Sermon for the Ninth Sunday after Pentecost
John 6:1-24
7.26.15
Calvary - St. George's Church, Manhattan

Have any of you ever celebrated Passover?


Have any of you ever been to a seder?


Growing up in a Jewish family on my mother’s side, I went to seders almost every year. At these feasts we would celebrate the liberation of the people of God from their bondage in Egypt. The freedom of slaves from their oppressors; victims from their victimizers.


The point of Passover is to bring to remembrance the Exodus story, where God called on Moses to confront the Pharaoh--the ruler of Egypt--and tell him to let God’s people go. Only the Pharaoh likes being in control and he likes his slaves, so he refuses. In response, God brings judgment on Egypt, and he does so in the form of plagues.


The reason why the season is called Passover has to do with the tenth and final plague, where God instructs Moses to tell Pharaoh that if you continue to hold my people in bondage I will strike down all of your firstborn. Pharaoh, stubborn to the end, again refuses. Instead of choosing liberation, he chooses the way oppression, and therefore, of judgment and death.


At this, Moses returns to the people of God--his people--and tells them to feast. He tells them to take a lamb, sacrifice and eat it, and to put the blood of the lamb on the doorposts of their houses. With this the angel will know to pass over the house not taking the first born. The next day with this great and terrible judgment inflicted on all of Egypt, the Pharaoh, finally, let Moses and his people go...
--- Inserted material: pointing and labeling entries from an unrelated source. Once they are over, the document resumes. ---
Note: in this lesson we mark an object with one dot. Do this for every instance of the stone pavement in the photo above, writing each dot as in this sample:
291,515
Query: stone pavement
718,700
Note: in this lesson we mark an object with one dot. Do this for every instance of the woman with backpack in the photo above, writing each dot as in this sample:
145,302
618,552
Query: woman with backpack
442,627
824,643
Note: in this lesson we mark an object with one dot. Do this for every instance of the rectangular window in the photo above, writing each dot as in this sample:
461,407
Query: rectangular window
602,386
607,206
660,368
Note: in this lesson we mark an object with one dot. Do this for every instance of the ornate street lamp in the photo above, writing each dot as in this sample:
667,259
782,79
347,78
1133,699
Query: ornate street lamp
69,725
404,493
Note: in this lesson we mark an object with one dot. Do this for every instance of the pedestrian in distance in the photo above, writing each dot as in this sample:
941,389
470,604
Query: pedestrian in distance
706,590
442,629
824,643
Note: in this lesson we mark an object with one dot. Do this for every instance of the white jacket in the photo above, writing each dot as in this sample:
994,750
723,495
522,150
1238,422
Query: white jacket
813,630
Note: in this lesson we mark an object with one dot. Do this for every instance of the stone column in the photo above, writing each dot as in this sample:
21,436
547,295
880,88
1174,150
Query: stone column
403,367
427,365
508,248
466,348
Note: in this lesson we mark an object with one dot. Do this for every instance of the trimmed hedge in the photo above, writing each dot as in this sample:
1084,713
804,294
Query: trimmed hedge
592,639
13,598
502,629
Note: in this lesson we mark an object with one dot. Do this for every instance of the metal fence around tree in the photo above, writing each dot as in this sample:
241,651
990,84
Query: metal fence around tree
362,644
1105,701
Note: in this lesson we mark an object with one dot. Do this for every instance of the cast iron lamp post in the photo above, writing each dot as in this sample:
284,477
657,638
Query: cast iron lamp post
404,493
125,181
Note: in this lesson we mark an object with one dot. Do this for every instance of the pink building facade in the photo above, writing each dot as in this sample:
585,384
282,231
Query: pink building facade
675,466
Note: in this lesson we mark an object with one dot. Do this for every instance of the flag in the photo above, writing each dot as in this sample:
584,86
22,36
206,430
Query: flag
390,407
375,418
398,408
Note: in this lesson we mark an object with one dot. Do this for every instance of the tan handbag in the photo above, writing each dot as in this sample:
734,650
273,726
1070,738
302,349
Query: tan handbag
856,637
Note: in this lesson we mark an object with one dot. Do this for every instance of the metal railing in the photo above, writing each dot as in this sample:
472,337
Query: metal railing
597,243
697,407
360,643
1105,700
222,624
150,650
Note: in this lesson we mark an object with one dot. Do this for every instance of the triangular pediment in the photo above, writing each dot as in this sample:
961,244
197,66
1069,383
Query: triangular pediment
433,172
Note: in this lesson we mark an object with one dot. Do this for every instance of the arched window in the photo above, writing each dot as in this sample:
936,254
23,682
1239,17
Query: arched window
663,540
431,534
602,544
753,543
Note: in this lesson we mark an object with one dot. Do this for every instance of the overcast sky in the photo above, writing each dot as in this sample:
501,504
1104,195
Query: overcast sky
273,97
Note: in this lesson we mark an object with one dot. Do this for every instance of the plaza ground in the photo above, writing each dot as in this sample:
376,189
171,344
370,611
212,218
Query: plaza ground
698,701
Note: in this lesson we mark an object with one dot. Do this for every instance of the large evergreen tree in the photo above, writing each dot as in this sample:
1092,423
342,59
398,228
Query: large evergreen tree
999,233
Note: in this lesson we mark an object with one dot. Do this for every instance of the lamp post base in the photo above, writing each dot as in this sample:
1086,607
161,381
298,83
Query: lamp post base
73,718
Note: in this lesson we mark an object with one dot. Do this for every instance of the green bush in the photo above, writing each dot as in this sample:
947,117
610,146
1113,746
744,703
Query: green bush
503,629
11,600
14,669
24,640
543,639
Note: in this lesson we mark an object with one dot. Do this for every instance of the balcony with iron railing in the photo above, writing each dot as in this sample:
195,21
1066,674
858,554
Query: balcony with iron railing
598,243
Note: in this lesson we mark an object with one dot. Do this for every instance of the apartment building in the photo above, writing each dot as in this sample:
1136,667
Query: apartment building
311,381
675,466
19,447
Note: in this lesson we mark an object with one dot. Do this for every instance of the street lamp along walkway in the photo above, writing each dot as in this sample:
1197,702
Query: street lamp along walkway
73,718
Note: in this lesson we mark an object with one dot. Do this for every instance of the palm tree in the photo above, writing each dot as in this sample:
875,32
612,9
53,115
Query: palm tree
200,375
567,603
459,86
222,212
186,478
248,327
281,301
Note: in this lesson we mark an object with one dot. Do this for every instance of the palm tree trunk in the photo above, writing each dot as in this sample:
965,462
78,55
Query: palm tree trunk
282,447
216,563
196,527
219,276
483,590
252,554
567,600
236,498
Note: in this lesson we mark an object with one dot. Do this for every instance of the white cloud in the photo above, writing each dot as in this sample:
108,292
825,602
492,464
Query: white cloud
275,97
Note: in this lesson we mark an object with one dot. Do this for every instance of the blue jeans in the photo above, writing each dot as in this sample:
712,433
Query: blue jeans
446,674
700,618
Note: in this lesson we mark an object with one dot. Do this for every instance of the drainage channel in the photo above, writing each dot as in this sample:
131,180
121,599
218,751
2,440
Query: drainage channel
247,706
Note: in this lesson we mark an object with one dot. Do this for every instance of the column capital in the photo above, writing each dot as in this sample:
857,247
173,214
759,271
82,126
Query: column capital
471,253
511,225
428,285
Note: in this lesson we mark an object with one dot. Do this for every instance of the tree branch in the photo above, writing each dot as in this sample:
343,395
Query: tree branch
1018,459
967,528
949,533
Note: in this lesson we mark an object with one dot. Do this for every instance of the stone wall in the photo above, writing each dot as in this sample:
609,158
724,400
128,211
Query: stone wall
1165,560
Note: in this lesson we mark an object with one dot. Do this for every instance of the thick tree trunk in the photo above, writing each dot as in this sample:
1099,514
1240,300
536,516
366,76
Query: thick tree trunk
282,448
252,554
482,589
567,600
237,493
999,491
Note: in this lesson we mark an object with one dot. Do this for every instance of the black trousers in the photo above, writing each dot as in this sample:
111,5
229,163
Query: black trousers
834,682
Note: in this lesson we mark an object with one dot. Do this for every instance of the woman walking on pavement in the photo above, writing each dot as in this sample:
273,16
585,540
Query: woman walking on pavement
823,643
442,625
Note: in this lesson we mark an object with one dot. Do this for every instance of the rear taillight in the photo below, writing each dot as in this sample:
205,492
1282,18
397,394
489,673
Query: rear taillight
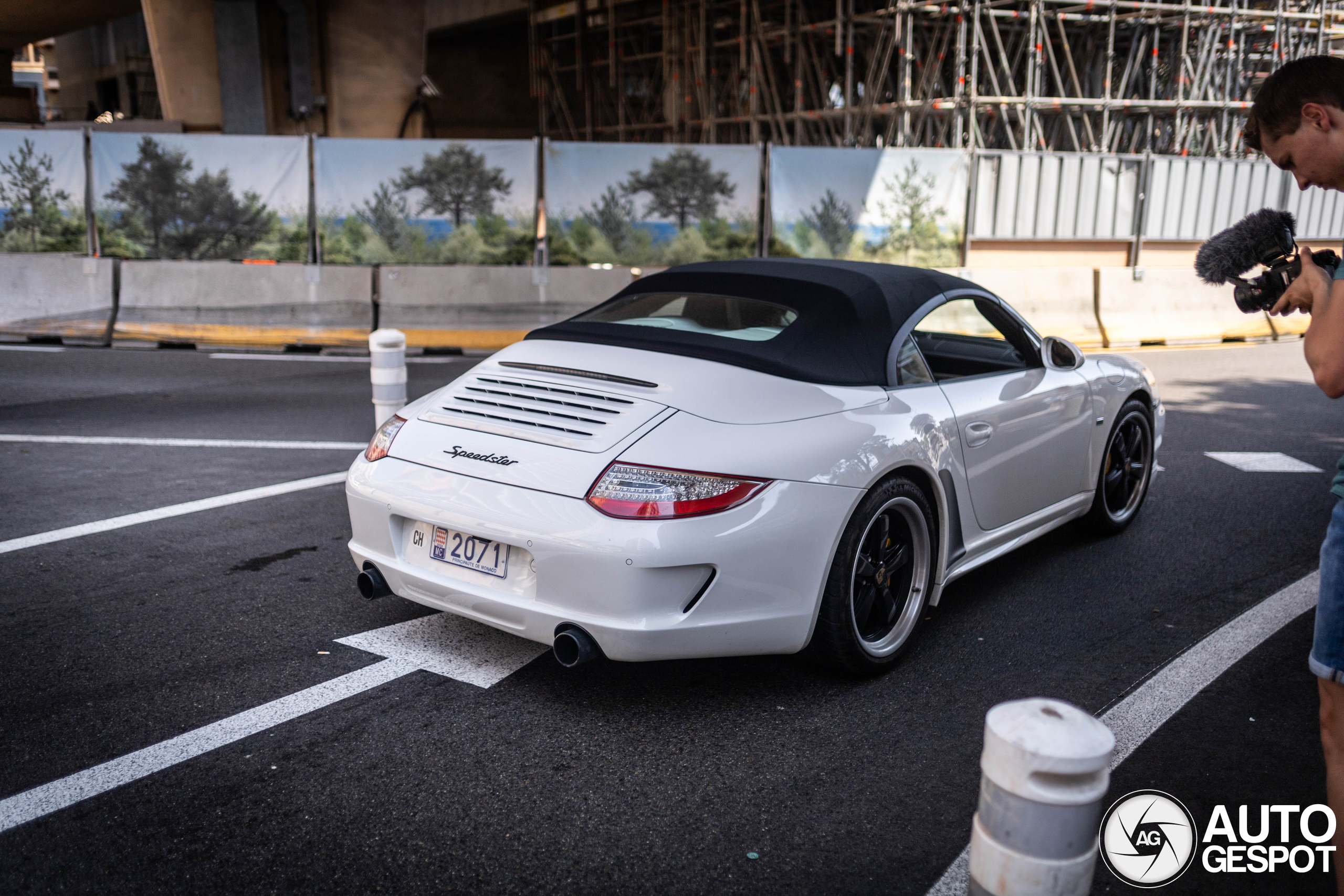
382,441
648,492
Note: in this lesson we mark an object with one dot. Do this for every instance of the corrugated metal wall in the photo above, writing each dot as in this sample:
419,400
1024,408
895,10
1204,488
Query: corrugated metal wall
1096,196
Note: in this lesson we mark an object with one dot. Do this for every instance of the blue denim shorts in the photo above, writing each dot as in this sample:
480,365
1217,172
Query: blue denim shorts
1327,660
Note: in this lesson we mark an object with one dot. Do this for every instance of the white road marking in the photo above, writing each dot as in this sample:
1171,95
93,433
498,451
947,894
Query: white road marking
66,792
121,440
452,647
1144,711
1263,462
355,359
443,644
175,510
239,356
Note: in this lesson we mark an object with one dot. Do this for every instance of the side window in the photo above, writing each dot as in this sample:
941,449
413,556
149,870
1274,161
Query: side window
970,336
910,366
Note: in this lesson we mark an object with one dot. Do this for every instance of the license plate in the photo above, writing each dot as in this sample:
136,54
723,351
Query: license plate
469,551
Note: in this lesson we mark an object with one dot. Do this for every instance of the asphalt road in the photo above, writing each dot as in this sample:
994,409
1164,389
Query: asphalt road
612,778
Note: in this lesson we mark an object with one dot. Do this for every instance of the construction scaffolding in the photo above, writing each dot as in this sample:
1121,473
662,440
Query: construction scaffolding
1100,76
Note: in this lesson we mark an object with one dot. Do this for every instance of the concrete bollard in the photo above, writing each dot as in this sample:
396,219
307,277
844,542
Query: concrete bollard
387,373
1045,772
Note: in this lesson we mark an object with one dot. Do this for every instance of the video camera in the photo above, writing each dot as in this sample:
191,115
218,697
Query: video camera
1261,238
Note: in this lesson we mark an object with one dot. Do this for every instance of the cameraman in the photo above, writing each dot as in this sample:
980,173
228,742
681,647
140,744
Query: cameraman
1297,121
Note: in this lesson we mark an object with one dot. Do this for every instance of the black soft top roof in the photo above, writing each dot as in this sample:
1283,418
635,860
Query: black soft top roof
848,313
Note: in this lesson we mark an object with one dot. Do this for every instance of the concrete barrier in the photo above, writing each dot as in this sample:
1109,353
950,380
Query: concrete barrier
245,304
56,294
480,307
1172,307
1058,301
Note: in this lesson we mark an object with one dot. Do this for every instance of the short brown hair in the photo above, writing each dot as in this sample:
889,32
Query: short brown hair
1278,104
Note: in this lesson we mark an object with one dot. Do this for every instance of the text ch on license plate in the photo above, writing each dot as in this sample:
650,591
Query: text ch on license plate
469,551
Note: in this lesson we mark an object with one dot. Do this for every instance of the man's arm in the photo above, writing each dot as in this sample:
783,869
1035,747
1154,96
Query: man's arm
1324,342
1316,294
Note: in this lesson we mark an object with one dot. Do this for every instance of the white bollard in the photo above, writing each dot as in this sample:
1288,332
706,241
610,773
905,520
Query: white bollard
1045,772
387,373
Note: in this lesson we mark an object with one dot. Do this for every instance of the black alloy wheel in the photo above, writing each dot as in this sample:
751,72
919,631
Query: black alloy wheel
879,581
881,573
1127,469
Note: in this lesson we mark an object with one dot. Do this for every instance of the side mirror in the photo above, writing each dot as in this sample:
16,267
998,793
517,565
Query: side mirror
1061,355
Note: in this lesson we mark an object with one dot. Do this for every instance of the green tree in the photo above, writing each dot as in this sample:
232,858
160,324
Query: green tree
457,183
613,215
32,207
185,218
389,215
683,187
911,215
834,220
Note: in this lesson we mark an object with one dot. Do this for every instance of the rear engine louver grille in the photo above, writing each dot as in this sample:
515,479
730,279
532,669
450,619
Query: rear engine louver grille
543,412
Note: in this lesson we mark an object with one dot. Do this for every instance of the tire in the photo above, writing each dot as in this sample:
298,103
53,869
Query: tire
879,582
1127,471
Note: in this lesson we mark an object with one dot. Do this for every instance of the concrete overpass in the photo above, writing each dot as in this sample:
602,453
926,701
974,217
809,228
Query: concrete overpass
334,68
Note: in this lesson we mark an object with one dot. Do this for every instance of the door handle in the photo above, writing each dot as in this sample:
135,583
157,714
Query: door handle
979,433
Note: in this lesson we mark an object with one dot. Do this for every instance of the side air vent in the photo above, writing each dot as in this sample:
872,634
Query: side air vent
541,412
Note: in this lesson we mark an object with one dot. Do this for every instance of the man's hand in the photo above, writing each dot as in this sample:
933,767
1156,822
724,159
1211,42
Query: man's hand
1304,293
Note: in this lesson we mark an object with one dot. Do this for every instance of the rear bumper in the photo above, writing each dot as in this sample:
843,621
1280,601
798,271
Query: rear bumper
627,582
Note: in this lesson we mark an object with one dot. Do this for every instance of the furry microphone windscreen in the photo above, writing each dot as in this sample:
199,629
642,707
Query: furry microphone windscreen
1235,250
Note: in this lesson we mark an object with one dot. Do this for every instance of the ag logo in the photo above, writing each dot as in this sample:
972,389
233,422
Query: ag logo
1148,839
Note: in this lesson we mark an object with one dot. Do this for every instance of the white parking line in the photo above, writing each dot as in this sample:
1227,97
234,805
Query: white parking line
1263,462
124,440
452,647
354,359
239,356
174,510
1144,711
443,644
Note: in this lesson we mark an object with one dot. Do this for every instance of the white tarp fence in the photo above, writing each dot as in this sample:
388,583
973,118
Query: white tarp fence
42,191
424,201
200,196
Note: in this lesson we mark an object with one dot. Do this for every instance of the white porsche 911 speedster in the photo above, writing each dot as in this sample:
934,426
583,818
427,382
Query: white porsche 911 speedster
748,457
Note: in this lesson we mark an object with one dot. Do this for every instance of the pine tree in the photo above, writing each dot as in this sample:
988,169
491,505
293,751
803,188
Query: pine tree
387,214
32,206
683,187
613,217
911,217
185,218
457,183
835,224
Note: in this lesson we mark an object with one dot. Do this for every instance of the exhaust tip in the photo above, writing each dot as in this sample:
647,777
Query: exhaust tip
371,583
574,647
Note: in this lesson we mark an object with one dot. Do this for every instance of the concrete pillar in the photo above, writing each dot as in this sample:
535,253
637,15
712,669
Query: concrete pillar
243,93
182,42
375,57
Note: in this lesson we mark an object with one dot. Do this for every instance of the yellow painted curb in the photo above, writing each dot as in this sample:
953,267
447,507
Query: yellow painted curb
229,335
463,338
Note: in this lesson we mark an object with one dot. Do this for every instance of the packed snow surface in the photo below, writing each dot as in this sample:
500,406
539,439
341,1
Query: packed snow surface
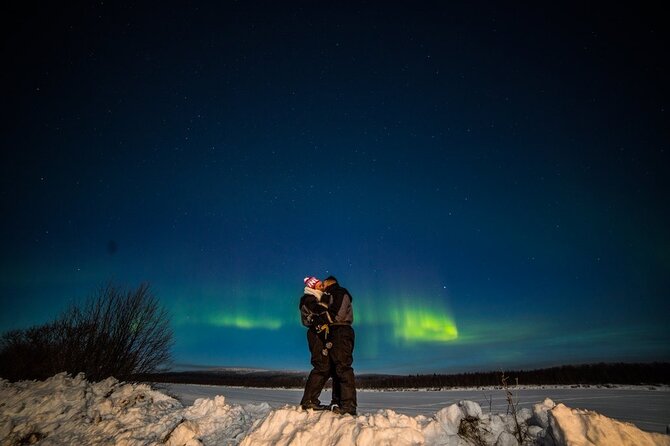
71,410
I’ve always enjoyed the seder feasts that I’ve been to. They are joyous occasions filled with the stories of a great people. But a few seders ago I began to think about the story from the perspective of the Egyptians. Not from the perspective of the Pharaoh, the rulers of Egypt, or the taskmasters who subjugated the people of God, but from the perspective of the ordinary Egyptians who were just going about their ordinary lives. The ones who were minding their own business. The ones who might not have given a second thought about the people of God. Or, if they had, must have thought that having the Hebrews as slaves was just the ordinary way of things; the way things had to be.


But the scary thing about this story is that the text makes clear that these people--the ordinary, everyday, barely aware--were under judgment, too. These people were viewed as complicit in the oppression of the people of God. And this threw me through a bit of a loop. It made me wonder if I might unknowingly be an oppressor of the people of God. It made me wonder if I might be complicit in the victimization of the lowly. As an American with plenty, it made me worry that I, like the everyday Egyptians of old, might be on the wrong side of the fence. So I began to think about this story in a whole new way, and wondered what this passage might mean for me and the ones that I love?




Now I say all of this about the Passover, because our Gospel reading this morning brings us back to it. In fact, it says that the two events that occur in our reading happen during the Passover. And this important because this detail functions as an interpretive key for the passage as a whole. You see the miracle of the feeding of the 5000 is found in all four gospels--in fact it’s the only miracle found in all four gospels--but only in the Gospel of John is it mentioned that this event happened during the time of the Passover. This is significant for John. For only a bit earlier--at the end of chapter 5--which we did not read this morning, the author hints at the fact that Jesus is the prophet to come. That Jesus is the prophet like unto Moses. So these miracles that we read about today are not random displays of how awesome Jesus is. In fact, John speaks of them not so much as miracles but as signs. Signs that Jesus is in fact the second Moses. Signs that the second Exodus is quickly approaching. For just as God parted the Red Sea waters through the prophet Moses, so too Jesus shows his authority over the waters of chaos. Just as manna was provided for the people of Israel in wilderness when they grumbled unto Moses, so too Jesus provided the bread of heaven to those gathered before him.


And, interestingly enough, instead of being dumbfounded and confused like the disciples and his followers so often are about who is is and what he’s doing, the crowd ‘gets it.’ They see what he’s doing here. They make the connection. They see that he is the prophet like unto Moses. They see that he is the one Moses said was to come. And so they want to make him king. A good and noble desire. Here is the prophet; why not make him ruler. Here is a man who can make sure that we all eat; let’s put him in charge.  


And you would think that Jesus, the one who elsewhere talks about how the kingdom is near or that the kingdom is at hand, would be down with this desire. Would be into being made king.


Why then, if he really is to be king, would he refuse their desire to make him so? Why, as the text says, would Jesus slip away not giving them what they want?


Why? Because his mission has not been fulfilled. Because the second Passover hadn’t happened yet. For the Word made flesh, the second Moses, did not come merely to liberate his own. He came to liberate the whole world. He came not to tell his people to sacrifice, but to be the lamb that was sacrificed whose own blood would be put not on the doorposts of houses, but on the doorposts of human hearts so that judgment and death might pass over all. Not just for the Hebrews, not just for his own, but for everyone. “Egyptians” included. For the second Passover was all-inclusive. It is not just for slaves, but scandalously enough, for ordinary, everyday, barely aware oppressors, too.


Jesus, the second Moses--in this second Passover--delivers yet again, not just from slavery and bondage, but also from Sin and Death. Not just for insiders but also for outsiders. Not just for victims but, scandalously enough, for victimizers, too.

And that’s the good news for you and for me. The good news that is a scandal, too. That whether you’ve been oppressed or you’re an oppressor, this Passover is for you.